Official: Pakistani group behind attacks in Kabul


Associated Press

KABUL

An Afghan intelligence official put the blame Tuesday on the Pakistan-based militant group Lashkar-e-Taiba for staging the deadly car bomb and suicide attacks that targeted foreigners last week in Kabul.

The assertion that the attacks in the Afghan capital were the handiwork of Lashkar-e-Taiba — the same militants that India blames for the 2008 Mumbai terrorist assaults that killed 166 — could jeopardize recently restarted peace talks between Pakistan and India.

The Afghan Taliban insurgents already claimed responsibility for the attacks, which killed 16 people, including six Indians, after a car bomb exploded and gunmen wearing suicide vests hidden under burqas stormed residential hotels popular with foreigners. At least 56 people were wounded.

Saeed Ansari, a spokesman for Afghanistan’s intelligence service, told The Associated Press on Tuesday that his agency has evidence that Pakistanis, specifically Lashkar-e-Taiba, were involved in the attacks. He also said one of the attackers was heard speaking Urdu, a Pakistani language.

Lashkar-e-Taiba is one of several militant Islamist groups that Pakistan’s military intelligence helped create in the 1980s, seeking to use them against archrival India and fight Indian rule in Kashmir.

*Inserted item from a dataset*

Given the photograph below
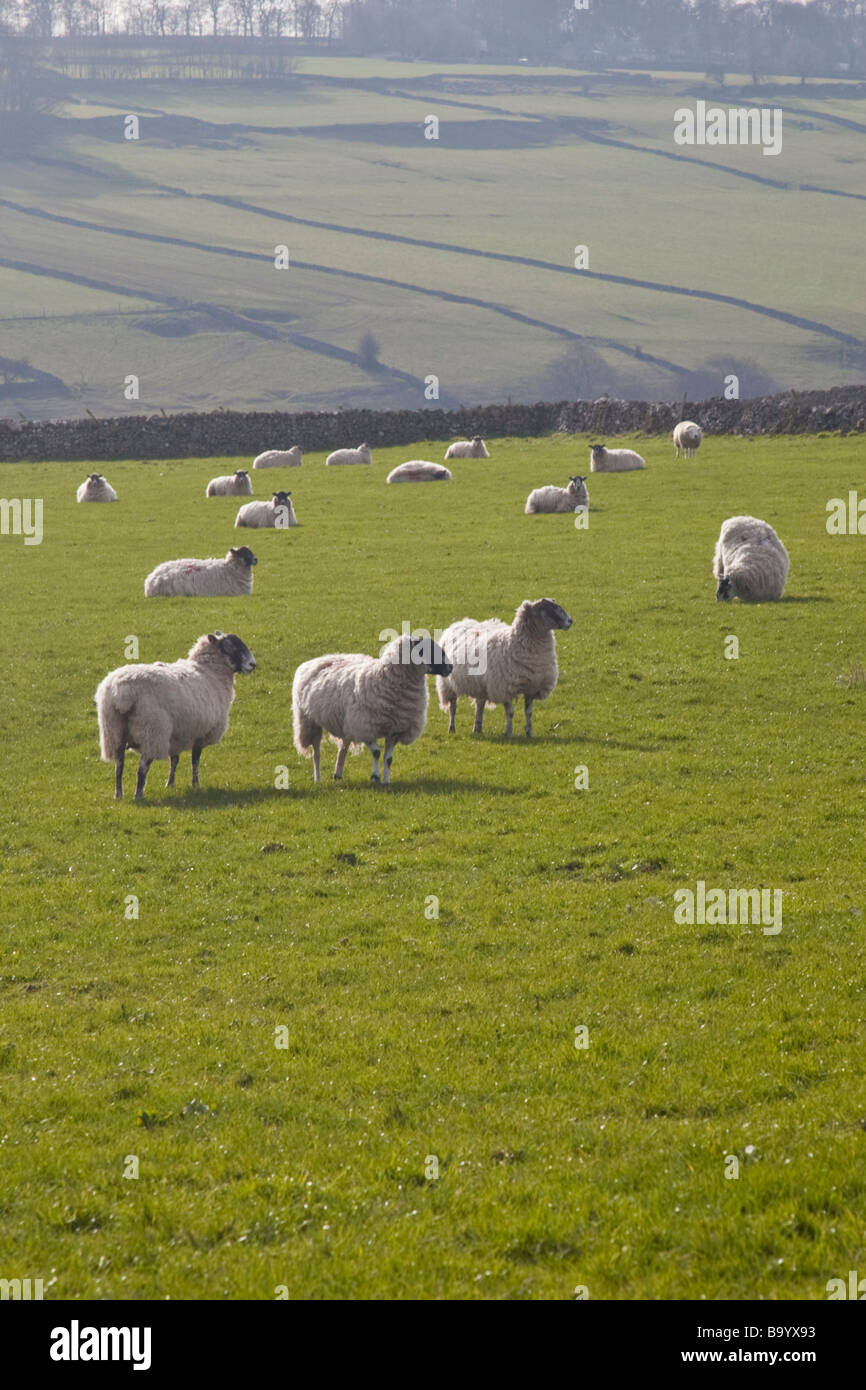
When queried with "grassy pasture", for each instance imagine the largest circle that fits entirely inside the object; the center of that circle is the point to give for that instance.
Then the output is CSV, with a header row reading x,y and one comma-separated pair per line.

Ansari said last week’s Kabul attacks bore similarities to two suicide bombings at the Indian Embassy in Kabul in 2008 and 2009 and the car bomb attack in January at a residential hotel in one of the safest neighborhoods in the capital.

Police said initially that two suicide attackers were involved in Friday’s attack. Ansari told three private television stations that there were four gunmen with Kalishnokov rifles and suicide vests — and that they wore burqas, the all- encompassing veil for women, to hide their gear. He said one attacker stayed to detonate a van packed with explosives, while the other three spread out and entered two hotels, where they fired on guests and then set off their explosives.